The successful protection legislation ensures the perfectly clean waters of Hermosa Creek will continue help dilute the metals in the Animas from upstream of the Hermosa confluence and downstream through Durango.

“This ski resort, you know why it’s called Purgatory?” Churchwell asked as we drove past ski slopes on our way out of the Hermosa Basin. 

Of course, I didn’t know why it was called Purgatory. 

“It relates to the original name of the Animas. ‘El Rio de las Animas Perdidas’ meaning ‘the River of Lost Souls’ as Spanish explorers first named it in 1765,” he explained. “The ski resort is themed: ski runs, lodges, etc., to reflect Dante Alighieri’s 14th-century Dantes’s Inferno.” 

Finally.

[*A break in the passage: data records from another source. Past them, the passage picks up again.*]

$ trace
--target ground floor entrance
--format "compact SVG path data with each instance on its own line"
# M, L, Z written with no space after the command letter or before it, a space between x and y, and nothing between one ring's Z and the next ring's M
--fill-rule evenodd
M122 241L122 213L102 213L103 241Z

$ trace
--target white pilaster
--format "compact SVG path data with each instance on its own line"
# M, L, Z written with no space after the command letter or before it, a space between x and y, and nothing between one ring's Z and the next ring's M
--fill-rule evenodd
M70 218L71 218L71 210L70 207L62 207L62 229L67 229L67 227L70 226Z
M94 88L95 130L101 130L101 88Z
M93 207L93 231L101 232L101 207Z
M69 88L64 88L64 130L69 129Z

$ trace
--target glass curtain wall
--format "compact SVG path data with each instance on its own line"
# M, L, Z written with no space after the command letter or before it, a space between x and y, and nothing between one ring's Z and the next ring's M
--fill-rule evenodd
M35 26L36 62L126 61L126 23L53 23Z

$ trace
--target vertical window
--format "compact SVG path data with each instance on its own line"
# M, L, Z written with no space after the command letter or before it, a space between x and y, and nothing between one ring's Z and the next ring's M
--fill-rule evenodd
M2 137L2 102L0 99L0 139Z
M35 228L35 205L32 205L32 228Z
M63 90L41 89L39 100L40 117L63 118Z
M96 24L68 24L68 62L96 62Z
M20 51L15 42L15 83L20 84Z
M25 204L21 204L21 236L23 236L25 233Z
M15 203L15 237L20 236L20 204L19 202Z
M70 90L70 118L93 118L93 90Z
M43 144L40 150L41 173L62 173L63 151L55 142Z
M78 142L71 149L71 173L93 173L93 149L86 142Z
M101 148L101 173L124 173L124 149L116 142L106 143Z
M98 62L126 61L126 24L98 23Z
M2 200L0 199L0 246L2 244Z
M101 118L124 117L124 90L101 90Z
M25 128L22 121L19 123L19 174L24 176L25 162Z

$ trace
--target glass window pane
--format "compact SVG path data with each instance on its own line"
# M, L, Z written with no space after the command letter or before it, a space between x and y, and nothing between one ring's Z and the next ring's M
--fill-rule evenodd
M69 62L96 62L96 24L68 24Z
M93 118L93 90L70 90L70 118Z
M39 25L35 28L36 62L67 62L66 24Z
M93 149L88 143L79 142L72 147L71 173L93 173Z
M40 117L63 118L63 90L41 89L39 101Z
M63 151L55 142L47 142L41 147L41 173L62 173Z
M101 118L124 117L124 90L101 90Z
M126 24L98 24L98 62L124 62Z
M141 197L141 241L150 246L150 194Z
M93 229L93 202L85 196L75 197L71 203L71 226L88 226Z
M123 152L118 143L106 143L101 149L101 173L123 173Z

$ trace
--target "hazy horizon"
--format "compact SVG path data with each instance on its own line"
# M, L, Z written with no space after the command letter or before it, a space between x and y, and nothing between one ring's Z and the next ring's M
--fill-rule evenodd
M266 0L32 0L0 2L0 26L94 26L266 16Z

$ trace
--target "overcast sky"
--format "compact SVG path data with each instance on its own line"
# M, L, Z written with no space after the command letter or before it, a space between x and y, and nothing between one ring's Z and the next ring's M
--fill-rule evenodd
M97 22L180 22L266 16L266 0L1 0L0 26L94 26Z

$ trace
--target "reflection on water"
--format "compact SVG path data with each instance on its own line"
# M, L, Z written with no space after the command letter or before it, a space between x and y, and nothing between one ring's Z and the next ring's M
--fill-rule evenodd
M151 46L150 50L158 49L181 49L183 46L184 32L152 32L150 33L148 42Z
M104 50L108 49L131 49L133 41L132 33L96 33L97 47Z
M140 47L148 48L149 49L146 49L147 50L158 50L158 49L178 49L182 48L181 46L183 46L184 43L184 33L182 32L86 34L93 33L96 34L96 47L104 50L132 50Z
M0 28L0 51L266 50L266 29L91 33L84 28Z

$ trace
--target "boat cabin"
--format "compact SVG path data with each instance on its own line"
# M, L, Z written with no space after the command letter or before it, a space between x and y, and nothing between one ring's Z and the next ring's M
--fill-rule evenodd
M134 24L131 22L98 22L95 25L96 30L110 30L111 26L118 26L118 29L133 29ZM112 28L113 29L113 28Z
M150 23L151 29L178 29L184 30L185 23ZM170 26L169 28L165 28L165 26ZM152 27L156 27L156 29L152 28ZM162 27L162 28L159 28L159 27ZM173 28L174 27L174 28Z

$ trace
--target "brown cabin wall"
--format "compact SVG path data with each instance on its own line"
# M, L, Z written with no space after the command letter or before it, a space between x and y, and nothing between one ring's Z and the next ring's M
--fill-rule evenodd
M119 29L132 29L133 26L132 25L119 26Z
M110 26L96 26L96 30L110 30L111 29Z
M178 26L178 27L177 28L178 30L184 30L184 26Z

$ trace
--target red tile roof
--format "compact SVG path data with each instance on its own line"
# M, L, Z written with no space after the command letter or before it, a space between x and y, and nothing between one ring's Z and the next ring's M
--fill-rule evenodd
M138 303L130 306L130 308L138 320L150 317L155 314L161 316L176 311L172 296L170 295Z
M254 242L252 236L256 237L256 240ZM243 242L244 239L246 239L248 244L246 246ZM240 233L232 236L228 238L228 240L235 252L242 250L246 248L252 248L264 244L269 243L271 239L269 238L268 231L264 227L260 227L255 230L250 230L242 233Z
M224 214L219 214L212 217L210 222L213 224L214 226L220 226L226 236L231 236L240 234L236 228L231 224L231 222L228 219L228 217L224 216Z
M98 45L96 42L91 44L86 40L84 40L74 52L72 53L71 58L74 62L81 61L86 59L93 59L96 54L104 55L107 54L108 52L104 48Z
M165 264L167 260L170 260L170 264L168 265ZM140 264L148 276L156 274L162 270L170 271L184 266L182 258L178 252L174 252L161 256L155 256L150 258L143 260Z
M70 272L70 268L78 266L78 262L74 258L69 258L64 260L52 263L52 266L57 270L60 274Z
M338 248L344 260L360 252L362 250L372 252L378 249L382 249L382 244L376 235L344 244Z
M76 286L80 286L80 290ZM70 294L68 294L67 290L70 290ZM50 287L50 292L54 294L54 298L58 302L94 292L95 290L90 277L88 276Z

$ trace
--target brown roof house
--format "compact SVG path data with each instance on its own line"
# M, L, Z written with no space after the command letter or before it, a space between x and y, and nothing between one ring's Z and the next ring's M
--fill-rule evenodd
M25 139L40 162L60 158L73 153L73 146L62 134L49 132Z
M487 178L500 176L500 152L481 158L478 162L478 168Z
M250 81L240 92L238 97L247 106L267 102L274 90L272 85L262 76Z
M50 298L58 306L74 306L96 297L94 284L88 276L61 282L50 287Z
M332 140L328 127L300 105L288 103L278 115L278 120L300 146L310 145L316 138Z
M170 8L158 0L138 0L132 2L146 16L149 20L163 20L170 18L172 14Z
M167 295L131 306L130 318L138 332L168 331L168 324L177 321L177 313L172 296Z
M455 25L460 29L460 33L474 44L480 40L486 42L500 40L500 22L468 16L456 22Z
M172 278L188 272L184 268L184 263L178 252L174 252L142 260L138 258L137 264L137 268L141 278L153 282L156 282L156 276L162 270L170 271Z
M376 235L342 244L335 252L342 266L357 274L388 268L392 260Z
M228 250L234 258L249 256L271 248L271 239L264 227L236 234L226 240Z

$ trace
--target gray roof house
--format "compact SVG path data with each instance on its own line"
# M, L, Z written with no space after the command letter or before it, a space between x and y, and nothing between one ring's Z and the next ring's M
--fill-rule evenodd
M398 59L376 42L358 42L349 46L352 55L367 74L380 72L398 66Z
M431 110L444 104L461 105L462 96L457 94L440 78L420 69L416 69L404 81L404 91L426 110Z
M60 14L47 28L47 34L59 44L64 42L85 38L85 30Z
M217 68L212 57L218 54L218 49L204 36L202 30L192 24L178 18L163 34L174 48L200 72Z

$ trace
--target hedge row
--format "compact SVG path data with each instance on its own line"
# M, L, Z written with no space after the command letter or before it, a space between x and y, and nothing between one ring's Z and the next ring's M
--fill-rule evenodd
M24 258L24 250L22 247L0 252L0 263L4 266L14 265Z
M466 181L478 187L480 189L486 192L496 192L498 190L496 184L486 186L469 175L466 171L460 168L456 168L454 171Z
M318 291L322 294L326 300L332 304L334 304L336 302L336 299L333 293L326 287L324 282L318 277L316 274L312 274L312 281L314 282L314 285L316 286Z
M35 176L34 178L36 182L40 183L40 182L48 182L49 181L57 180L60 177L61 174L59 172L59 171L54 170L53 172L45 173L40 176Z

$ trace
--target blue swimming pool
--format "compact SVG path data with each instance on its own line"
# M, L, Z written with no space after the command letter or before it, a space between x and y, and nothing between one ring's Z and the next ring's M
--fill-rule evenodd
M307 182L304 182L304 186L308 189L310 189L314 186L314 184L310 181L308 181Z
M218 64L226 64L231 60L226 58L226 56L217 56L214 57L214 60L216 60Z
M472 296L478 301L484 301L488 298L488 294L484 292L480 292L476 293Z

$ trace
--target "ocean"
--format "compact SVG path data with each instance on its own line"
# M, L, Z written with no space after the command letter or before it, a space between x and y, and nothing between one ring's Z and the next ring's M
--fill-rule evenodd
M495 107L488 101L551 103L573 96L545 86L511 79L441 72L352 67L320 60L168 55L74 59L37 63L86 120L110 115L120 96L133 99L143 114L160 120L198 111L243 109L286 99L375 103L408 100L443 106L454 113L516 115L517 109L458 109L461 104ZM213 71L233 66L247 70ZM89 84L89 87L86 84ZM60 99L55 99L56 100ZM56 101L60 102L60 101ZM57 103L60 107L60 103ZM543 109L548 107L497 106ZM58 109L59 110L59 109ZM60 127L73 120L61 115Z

Something I was at least loosely familiar with. 

As we descended the now protected Hermosa Creek drainage, swaths of mountain bikers, ATV users and hikers flew by us and I found myself contemplating the incredible irony of the theme of Hermosa Creek’s “partner” ski resort. 

Colorado, where I had imagined things being long since uncovered and discovered, swarmed with anglers, was in fact alive and evolving. In my pursuit of Colorado River cutthroat trout, I had been challenged both physically and mentally. With the conservation of an entire drainage — the first of its kind, Churchwell and the team possibly saved the future for one particular lineage and certainly enabled the longevity of one of the West’s iconic species. They did so proudly and in a way where all were made whole. 

Colorado River cutthroat trout. Daniel A. Ritz photo.

Exploring one last feature at the confluence of the East Fork of Hermosa Creek and the mainstem, I asked Churchwell what he thinks people can take away from his experience, some would call it his legacy, at Hermosa Creek. 

“Collaboration and compromise,” he said, again. “That’s all there is. That’s how it was supposed to be from the start, right?”  

If Durango is, in fact, the center of the universe as Churchwell mentioned upon our first meaning, its spirit seems to be very much alive; it felt a lot more like heaven than hell.